How Not to Respond to Aurora: a Plainspoken Primer for Pundit Pretenders

I’m not sure how healthy or productive it would be for me to dwell on current events for too extended a time frame. Last night’s writing jag became one of my most uncomfortable sessions in years, so I’m still trying to get my head back in the right space, or at least within the same area code as said space. It absolutely does not involve any cessation of prayers, but it does involve a bit of disengagement from the single-subject “news” stream and minimizing my additional reading, which has been winnowed down to links passed along by well-meaning online friends.

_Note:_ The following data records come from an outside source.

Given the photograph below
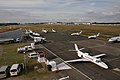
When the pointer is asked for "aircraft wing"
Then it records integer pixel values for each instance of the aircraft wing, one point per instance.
(96, 56)
(76, 60)
(63, 66)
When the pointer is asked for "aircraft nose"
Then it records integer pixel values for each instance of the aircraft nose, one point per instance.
(110, 40)
(104, 66)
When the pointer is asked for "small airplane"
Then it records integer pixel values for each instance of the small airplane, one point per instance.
(114, 39)
(86, 57)
(53, 31)
(94, 36)
(26, 48)
(32, 34)
(76, 34)
(53, 65)
(44, 31)
(64, 78)
(39, 40)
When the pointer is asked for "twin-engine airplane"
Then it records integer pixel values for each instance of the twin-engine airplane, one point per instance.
(86, 57)
(44, 31)
(76, 34)
(94, 36)
(114, 39)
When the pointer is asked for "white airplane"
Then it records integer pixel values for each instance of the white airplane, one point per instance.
(64, 78)
(76, 34)
(114, 39)
(86, 57)
(53, 30)
(32, 34)
(44, 31)
(94, 36)
(39, 40)
(53, 65)
(26, 48)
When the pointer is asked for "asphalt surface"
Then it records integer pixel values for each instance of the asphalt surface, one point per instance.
(61, 43)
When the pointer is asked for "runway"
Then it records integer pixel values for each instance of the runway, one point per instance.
(60, 45)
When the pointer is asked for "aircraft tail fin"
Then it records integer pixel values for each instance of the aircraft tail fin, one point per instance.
(76, 47)
(80, 32)
(98, 34)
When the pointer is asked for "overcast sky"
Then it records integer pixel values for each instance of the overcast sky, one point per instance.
(59, 10)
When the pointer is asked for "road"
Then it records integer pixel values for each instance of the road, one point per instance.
(61, 43)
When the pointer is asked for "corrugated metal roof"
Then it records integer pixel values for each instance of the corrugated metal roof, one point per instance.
(11, 35)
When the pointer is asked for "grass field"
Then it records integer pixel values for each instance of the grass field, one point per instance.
(10, 55)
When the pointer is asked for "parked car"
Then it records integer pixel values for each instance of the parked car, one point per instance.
(33, 55)
(15, 69)
(4, 71)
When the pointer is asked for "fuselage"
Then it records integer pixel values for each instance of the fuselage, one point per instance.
(114, 39)
(94, 60)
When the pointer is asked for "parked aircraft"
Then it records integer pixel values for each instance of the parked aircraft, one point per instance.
(114, 39)
(94, 36)
(53, 31)
(39, 40)
(44, 31)
(86, 57)
(63, 78)
(53, 65)
(32, 34)
(26, 48)
(76, 34)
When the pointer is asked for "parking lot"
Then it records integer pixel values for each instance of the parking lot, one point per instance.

I realize that reading and writing about the subject must go on for others, whether it’s the quixotic quest for understanding the incomprehensible or the hypnotic allure of a true-crime drama destined someday to be reenacted awkwardly on numerous low-budget basic-cable true-crime shows. All I ask is that such commentators show a modicum of decorum, restraint, and best judgment. (I can dream.)

The following would be examples of opening lines and excerpts from articles and opinion pieces I do not want to see, that should neither exist nor have readers:


* * * * *

Webster’s Dictionary defines “aurora” as, “a luminous phenomenon that consists of streamers or arches of light appearing in the upper atmosphere of a planet’s magnetic polar regions and is caused by the emission of light from atoms excited by electrons accelerated along the planet’s magnetic field lines.” And “phenomenon” certainly describes what happened in the city of Aurora last Friday…

* * * * *

So there’s this maniac that I like to call “Surely-Locked-Up Holmes” in a tale our news team likes to call “A Scandal in Aurora” —

[repeated sound of Jamie Farr, Jaye P. Morgan, and Pat McCormick taking turns ringing a gong]

* * * * *

dude is lucky he didn’t try to bust in on a theater with me in it cause if he did I’d be all like NUH-UH SON and dive out of the way like I learned at my dojo and then I’d jump over the seats from row to row till I got up behind him and then snuck in close enough to pop off his gas mask and then when he turned to point his gun at me I’d just slap the barrel away and put my foot through his teeth and then grab his gun by the barrel and then be all like HEY…

* * * * *

Batman Begins opened in 2005. The Dark Knight opened in 2008. Both films share much in common — several actors, one director, one super-hero, fights between good and evil. The most important thing they have in common is they were both released while President George W. Bush was in office. The culmination of this trilogy in a seemingly senseless act of heinousness was no mere string of coincidences.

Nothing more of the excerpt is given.